Tuesday, March 21, 2023

Q&A with Cris Mazza

 


 

 

Cris Mazza is the author of the new memoir It's No Puzzle: A Memoir in Artifact. Her many other books include the novel Yet To Come. She is a professor in and director of the Program for Writers at the University of Illinois at Chicago.

 

Q: What inspired you to write It’s No Puzzle, and how did you decide on the idea of “a memoir in artifact,” as the book’s subtitle puts it?

 

A: The subtitle (as so often is the case) came last, when I had completed the manuscript. But it wasn’t as though I only then realized what I had done. I had been simultaneously scanning my mother’s 30 years of slides before she had moved to print film, and I had finished scanning hundreds of those snapshots as well.

 

I had also just finished helping my siblings clean out my parents’ house and was preserving and storing paper items – letters, cards, newspaper clippings, my Dad’s military papers, and especially yearbooks from their own high school and college as well as their earliest days of teaching.

 

So many thoughts and questions passed through my mind while preserving items and scanning the slides – the scan method I was using, they really do pass before your eyes one at a time – and it was too late to ask my parents.

 

So I just started exploring on my own, through labyrinthian internet searches and genealogy tools like Newspapers.com (I also have done extensive genealogy).

 

So through the archives and my research, I created a hypothesis for the stories they might have told if I’d ever asked the right questions, plus found parallels to my own life that peeked around the corners.

 

Q: What impact did it have on you to write this book, and what do you hope readers take away from it?

 

A: One impact on me that I do hope readers will take away is that all of our parents had (or have) identities beyond just parent.

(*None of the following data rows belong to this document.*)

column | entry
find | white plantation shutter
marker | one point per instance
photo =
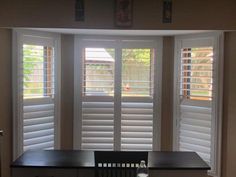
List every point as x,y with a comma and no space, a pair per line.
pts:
137,105
196,112
196,81
114,88
38,124
195,129
97,113
36,101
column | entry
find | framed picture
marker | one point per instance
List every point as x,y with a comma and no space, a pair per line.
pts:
123,13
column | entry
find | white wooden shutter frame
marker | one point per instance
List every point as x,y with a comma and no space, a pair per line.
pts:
202,40
118,44
29,37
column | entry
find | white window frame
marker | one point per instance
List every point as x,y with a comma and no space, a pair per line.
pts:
80,43
217,95
54,40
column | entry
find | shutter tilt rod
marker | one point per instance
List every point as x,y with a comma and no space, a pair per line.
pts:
1,134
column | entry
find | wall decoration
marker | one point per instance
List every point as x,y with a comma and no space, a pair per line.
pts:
123,13
167,11
79,10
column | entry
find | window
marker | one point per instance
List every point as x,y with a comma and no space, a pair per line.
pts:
115,94
36,98
197,108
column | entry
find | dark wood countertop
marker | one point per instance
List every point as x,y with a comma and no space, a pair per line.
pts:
85,159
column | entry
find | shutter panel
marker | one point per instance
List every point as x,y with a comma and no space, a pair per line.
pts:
195,122
38,96
98,105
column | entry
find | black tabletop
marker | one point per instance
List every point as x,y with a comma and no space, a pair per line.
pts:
85,159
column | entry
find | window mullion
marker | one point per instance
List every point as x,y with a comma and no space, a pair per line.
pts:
117,98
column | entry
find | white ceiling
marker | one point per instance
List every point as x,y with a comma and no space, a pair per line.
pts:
119,32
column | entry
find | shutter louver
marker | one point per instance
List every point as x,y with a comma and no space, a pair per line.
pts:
195,82
98,126
38,97
136,126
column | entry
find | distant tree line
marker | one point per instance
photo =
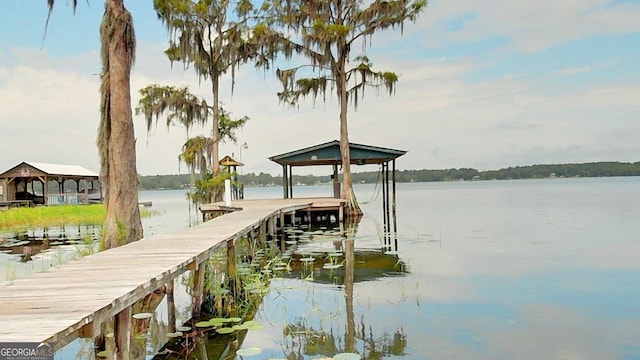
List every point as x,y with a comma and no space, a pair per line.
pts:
595,169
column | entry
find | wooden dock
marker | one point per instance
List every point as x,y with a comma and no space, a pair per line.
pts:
73,300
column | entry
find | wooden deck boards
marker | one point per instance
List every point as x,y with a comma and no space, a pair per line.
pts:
55,304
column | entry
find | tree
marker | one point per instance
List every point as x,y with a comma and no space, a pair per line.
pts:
202,36
188,109
116,138
325,31
183,107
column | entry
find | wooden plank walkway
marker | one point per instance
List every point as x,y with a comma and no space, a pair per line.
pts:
59,304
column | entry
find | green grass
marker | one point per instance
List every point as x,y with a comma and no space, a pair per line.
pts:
52,216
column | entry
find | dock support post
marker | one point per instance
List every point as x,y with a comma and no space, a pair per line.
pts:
198,289
231,266
171,307
262,233
123,334
108,336
282,221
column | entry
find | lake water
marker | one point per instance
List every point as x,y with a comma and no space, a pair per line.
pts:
522,269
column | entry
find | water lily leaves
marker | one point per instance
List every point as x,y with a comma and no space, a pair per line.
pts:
142,316
104,353
347,356
330,266
252,325
249,351
225,330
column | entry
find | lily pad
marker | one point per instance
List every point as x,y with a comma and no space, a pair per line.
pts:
347,356
225,330
249,351
331,266
104,353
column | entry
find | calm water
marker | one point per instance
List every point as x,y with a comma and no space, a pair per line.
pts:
527,269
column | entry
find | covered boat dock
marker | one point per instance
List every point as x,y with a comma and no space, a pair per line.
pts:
32,183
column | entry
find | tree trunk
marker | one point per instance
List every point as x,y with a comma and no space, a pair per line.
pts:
117,139
215,153
352,207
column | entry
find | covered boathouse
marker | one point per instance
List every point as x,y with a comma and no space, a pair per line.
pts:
31,183
329,154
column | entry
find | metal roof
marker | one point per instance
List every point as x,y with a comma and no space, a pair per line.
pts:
56,169
329,154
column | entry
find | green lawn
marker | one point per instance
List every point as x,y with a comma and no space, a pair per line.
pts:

Of course that’s all we can see for the first 20 years of or lives, and sometimes even past that, and it’s what impacts us personally the most.

 

But they had hopes and disappointments, luck and calamity; emotional, social and cultural issues to contend with; sorrow and confusion and ambitions and adventures that have nothing to do with their roles as parents.


Another startling realization for me (even though on some level I must have known) was that neither my native California in the 20th century nor my own coming-of-age era in the ‘70s were as enlightened as I thought.

 

A type of “woke,” I guess, to research racial housing covenants in the early 20th century and then interview an African American man I went to school with and hear about racial barriers that were still in place in the ‘70s.

 

Q: The writer Rick Moody said, “When I think of the condition of the memoir today, longing for a time when it was more committed to the unvarnished human truths, [Cris Mazza] is a writer I think of with great admiration and respect.” What do you think of that assessment, particularly regarding the concept of truth?

 

A: What this statement makes me think is how too much of memoir has fallen into what some might call navel-gazing or self-pity, offering to readers not much more than a cry for attention or sympathy that has little universality because too often either the author doesn’t consider any complicity or is creating a world of flat villains, victims, and heroes, and no one’s identity extends beyond one trait.

 

Sure, bad things happen to good people, and sometimes their strength is inspiring. But so also is the strength to admit mistakes inspiring. Universality itself is difficult to achieve, despite the writing axiom focus on the particular, the universal will take care of itself, but I believe that’s the “truth” Moody speaks of. 

 

Q: How did you decide on the images to include in the book?

 

A: Partially it was the images at hand that decided what narrative would be developed.

 

Example: The photograph of my mother participating in a blackface event incited four essays – the fourth because one young woman in the photo did not paint her face, and she had a tacitly-admitted lesbian relationship with another faculty member at the private boarding school where my mother taught in the 1940s, so I researched what her experience might have been.

 

In the essay about my father’s service in 1946 Nuremberg, I was guided to look for photos that could validate some of the few “stories” he told, like when he gave a German man an orange and the man said it lasted a week, a segment a day for his wife and daughter (found a photo of that man), or the soldier who accidentally shot himself with a souvenir German pistol (found a photo of a pistol lying on bedsheets).

 

Each essay had its own back-and-forth: either an intriguing question-raising photo caused me to dig further in a certain direction, or a discovered/remembered small event caused me to look for an image that might corroborate.

 

Q: What are you working on now?

 

A: I have a new completed manuscript that is structurally similar to It’s No Puzzle.

 

It’s called The Decade of Letting Things Go, and it is more focused on my own experiences with love, longing, divorce, relationships with the world around me, sexual dysfunction, #MeToo, losing parents, seeing an esteemed mentor crumble, coming to terms with childhood scars … all in post-menopause when I’m supposed to be invisible.

 

Q: Anything else we should know?

 

A: In wanting our parents to know and appreciate us with an identity that isn’t wholly or only “offspring” or “child,” turning this around and seeking their identities beyond and before “parent” is another way of broadening our own views of ourselves.